A recent post by my niece Shannon Hyle about books on one’s shelf has triggered some introspective musings on this day after Thanksgiving.
After relocating to the Texas Coast, retiring from 30 years in typesetting, I managed to get through one full year before scouting up some part-time jobs. Car and home purchases, you know. Job availability in my small town and sparsely populated county was nothing to write home about. After a variety of endeavors that, while interesting, were either too much work (combination motel/RV park/marina management) or too little income (beach park gatekeeper) to continue with, I struck it rich right in my very own tiny village.
A position had opened up in the branch library, due to the retirement of the librarian. I don’t think there could be a more perfect job for me. Anything to do with books is a pure joy, and they want to pay me for it? I quickly picked up the basic organization of things, and soon developed a delightful rapport with library patrons old and new.
In that first year, as I became acquainted with what was on the shelves, I ran across a junior fiction section that literally set me back on my heels. “The Boxcar Children”! I could not believe what I was seeing in my hand. I had read this book when I was a child, in the 1940s!

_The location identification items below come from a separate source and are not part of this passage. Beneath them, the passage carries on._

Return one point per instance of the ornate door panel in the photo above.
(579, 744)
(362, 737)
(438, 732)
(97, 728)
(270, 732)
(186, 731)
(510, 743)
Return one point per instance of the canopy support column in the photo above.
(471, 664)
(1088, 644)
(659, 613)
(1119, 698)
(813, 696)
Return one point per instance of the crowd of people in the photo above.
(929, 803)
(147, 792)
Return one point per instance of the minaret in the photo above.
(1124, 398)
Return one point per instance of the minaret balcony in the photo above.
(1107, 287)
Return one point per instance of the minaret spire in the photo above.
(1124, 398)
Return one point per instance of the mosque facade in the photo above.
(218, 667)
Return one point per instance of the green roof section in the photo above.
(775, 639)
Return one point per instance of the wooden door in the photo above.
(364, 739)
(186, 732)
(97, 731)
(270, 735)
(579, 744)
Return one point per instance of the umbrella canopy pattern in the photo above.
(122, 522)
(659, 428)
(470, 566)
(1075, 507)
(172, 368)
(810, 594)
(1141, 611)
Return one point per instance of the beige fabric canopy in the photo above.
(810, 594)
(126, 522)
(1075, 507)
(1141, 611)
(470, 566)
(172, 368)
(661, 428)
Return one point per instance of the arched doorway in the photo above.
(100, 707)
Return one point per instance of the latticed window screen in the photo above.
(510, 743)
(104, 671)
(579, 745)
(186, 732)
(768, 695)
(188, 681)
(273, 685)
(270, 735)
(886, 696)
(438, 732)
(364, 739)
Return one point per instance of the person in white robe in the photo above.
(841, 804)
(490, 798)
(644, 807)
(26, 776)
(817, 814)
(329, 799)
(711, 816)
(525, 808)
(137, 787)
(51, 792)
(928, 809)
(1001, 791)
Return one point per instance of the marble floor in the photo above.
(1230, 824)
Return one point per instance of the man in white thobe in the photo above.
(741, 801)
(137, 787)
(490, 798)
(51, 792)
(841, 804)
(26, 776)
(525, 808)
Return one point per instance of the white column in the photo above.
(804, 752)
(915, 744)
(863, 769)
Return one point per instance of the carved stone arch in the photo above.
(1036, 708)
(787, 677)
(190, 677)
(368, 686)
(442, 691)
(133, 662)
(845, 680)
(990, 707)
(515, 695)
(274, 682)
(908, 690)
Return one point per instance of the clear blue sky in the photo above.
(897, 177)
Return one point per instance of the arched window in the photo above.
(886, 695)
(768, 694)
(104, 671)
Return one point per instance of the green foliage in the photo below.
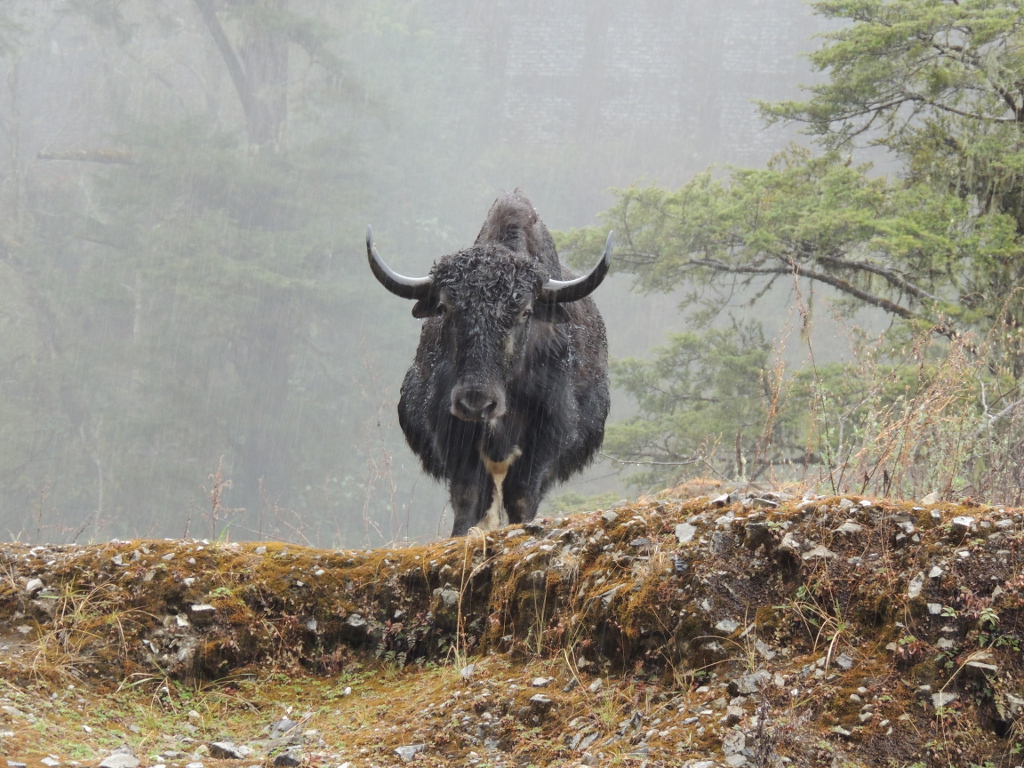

Of course these paperbacks were far more recent printings, but there it was, the story of those four orphans running away so they could stay together and not be separated. Their escapades of finding an abandoned boxcar back in the woods and outfitting it with dishes and furniture they found in dumps and trash bins fueled an imagination already finely tuned by my somewhat solitary playtime on the Kansas prairie.
The author Gertrude Chandler Warner once wrote for her fans, "Perhaps you know that the original Boxcar Children . . . raised a storm of protest from librarians who thought the children were having too good a time without any parental control! That is exactly why children like it! Most of my own childhood exploits, such as living in a freight car, received very little cooperation from my parents."
Ms. Warner was born in 1890 in Putnam Connecticut, and was a teacher before she embarked on her writing career. She volunteered for the American Red Cross and other charitable organizations. She died in 1979 at the age of 89.
The first 18 books in the Boxcar Children series were published by Scott Foresman. Albert Whitman & Company continues publishing these classic stories. After Ms. Warner’s death, the publisher continued to receive mail from children across the country asking for more adventures about Henry, Jessie, Violet and Benny. In 1991, Albert Whitman added to The Boxcar Children Mysteries so children of today can enjoy and relate to the adventures of these independent children, who were also empathetic and caring about everyone they encountered.
Putnam, Connecticut, opened a Gertrude Chandler Warner Museum in 2003. The desk was her father's, and she wrote her first story at age 9 at this desk, "Gollywog at the Zoo."
Some websites to browse for more information are
http://www.putnamct.us/putnamatglance/LocalLinks/GertrudeWarner.htm
and the Albert Whitman & Company site,
http://www.boxcarchildren.com/ Or just Google for her name or Albert Whitman.
One of my greatest joys in this new “career” of mine as branch manager of my small library is introducing today’s children to “The Boxcar Children.” Oddly enough their adventures are timely, even in this vastly changed world from 1942. One reason for that, I believe, is that the premise of loving your family and friends, taking care of them, helping them out when necessary, and DOING IT without thinking “someone else will do it,” is not only timeless, but extremely satisfying.
We have in my library something like 42 books of the series, and I am rewarded by these new readers in the 21st century coming back time and again for yet another volume of imaginative adventure.